自動車メーカー直営の自動車販売店が、業務改善命令という行政処分をを受けた旨、報道がありました。本日は、財務局が公開した内容に基づいて、考えてみます。
該社は、令和2年に高機能塗装・ボデーコートの未施工による保険金の過大請求等が多数判明したとして、再施工を行う旨を公表しました。令和3年には、不正車検が多数発覚したことにより国土交通省から行政処分を受けています。これを受けて、3ライン・オブ・ディフェンスによる内部統制を構築し、ガバナンス強化を図るなど対策を講じてきました。
今般、当局が立入検査を実施したところ、保険金不正請求の未然防止態勢が不十分と認められ、加えて経営管理態勢、保険募集管理態勢、顧客情報管理態勢、苦情対応態勢について、問題が発生していることが確認されたそうです。
経営管理態勢では、経営者が保険業法等に関する知見が足りず、内部統制の構築に向けた議論を行っていないことで、ガバナンス体制が機能不全となっている、本社管理部署が販売第一線の実態を把握できていない、監査部署は監査において多くの問題が検知・是正できていないと示しています。その結果、他の3つの態勢に問題が発生していると結論付けています。

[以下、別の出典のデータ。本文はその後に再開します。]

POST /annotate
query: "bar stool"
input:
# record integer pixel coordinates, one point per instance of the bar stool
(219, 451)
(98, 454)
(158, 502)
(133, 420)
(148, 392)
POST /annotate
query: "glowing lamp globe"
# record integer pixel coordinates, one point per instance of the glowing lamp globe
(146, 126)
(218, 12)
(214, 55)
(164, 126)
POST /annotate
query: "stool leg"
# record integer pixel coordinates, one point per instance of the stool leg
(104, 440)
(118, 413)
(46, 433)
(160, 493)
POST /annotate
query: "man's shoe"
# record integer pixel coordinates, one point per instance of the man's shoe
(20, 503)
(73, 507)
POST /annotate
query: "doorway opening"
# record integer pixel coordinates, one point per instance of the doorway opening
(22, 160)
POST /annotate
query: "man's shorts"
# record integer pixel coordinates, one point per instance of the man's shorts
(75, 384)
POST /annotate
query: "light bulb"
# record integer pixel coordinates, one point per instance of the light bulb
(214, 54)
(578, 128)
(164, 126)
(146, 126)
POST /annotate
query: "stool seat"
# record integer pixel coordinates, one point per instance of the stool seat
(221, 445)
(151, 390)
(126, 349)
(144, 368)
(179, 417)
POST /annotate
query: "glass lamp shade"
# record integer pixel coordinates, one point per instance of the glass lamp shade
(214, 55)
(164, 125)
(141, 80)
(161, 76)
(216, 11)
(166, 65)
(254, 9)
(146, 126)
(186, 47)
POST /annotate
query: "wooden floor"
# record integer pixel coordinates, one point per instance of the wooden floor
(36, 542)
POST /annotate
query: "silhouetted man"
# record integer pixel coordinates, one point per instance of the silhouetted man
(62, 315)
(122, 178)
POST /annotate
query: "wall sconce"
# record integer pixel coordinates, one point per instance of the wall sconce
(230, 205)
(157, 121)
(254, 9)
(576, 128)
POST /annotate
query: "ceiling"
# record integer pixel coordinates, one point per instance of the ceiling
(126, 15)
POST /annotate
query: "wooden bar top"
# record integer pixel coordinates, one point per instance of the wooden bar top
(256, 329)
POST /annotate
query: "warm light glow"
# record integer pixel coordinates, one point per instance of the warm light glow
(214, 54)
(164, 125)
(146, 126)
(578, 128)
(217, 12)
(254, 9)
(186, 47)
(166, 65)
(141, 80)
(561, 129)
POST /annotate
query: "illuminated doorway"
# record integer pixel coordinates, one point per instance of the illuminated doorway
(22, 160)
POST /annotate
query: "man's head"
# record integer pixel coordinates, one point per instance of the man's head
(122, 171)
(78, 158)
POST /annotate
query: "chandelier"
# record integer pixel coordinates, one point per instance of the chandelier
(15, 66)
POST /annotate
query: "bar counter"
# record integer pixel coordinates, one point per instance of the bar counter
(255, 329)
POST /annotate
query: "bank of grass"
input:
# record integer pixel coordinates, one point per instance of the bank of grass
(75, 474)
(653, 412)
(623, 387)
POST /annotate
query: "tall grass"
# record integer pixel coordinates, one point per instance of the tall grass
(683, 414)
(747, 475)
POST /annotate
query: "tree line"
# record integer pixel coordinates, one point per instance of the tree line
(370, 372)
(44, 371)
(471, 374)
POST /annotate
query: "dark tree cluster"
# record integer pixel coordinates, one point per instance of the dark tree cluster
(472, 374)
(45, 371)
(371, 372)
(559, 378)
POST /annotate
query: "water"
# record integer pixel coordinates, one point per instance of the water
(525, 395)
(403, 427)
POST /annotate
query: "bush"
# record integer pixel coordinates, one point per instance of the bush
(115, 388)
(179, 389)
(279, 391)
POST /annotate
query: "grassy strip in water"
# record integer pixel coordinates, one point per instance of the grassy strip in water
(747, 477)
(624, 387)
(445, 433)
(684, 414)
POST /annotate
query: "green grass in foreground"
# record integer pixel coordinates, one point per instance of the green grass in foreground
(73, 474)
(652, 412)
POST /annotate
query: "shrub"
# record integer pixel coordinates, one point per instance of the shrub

細かい項目を読んでいると、必要なルールを作っていない、法令やルールを習得していない、実態を把握していない、不備があれば改善する仕組みを機能させていないという趣旨が、記載されていました。これは、第一線で行う事業活動において、自社の課題を見つけ、ルールや仕組みの見直しや改善活動により業務品質の向上に資する活動が見られないということだと思われます。
業務改善命令では、見直すべき課題のうち、優先順位の高い項目を指摘しています。経営者が法令の趣旨、背景を腹落ちさせること、3つのディフェンス・ラインの機能の見直し、各ラインにおけるPDCAサイクルの実施、そして何よりも、お客様を騙す事業活動の禁止、お客様の個人情報を守る仕組みの継続的な整備が求められていると思います。